Venezuela’s Maduro, foes head into crucial showdown
CARACAS, Venezuela (AP) — Venezuelan President Nicolas Maduro and his opponents face a crucial showdown Thursday as the country’s opposition calls the first national strike since 2002 stoppage that failed to topple Maduro’s predecessor Hugo Chavez.
Fifteen years later, Chavez’s socialist party controls vast swathes of the Venezuelan economy, making it harder to bring the country to a halt. Easing the opposition’s task is the fact that much of the economy is already faltering, hamstrung by a plunge in oil prices and years of corruption and mismanagement.
The 24-hour strike is meant to begin at 6 a.m. as an expression of national disapproval of Maduro’s plan to convene a constitutional assembly that would reshape the Venezuelan system to consolidate the ruling party’s power over the few institutions that remain outside its control. The opposition is boycotting a July 30 election to select members of the assembly.

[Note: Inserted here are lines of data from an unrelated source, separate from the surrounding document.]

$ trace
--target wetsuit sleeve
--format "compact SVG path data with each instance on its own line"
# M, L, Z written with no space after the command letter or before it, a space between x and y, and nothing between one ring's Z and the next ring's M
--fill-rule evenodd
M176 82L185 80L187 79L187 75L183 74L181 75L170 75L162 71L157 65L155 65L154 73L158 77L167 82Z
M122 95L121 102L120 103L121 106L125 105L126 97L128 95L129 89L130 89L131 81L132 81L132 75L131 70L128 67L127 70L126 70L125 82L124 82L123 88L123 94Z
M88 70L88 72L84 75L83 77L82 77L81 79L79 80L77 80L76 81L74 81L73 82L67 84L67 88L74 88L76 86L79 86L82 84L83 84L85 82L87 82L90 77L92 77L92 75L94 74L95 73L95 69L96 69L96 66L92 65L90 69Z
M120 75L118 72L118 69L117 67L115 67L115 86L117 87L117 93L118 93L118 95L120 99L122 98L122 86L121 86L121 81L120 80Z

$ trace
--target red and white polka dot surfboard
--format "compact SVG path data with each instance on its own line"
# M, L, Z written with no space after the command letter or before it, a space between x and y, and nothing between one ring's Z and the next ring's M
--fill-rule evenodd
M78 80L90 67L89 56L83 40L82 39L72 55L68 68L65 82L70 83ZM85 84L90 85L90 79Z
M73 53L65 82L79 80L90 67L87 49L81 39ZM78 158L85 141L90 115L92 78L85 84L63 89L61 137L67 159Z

The country’s largest business group, Fedecamaras, has cautiously avoided full endorsement of the strike but its members have told employees that they won’t be punished for coming to work. Fedecamaras played a central role in the months-long 2002-2003 strike that Chavez’s political rivals and opponents in Venezuela’s private business sector orchestrated in an attempt to topple him.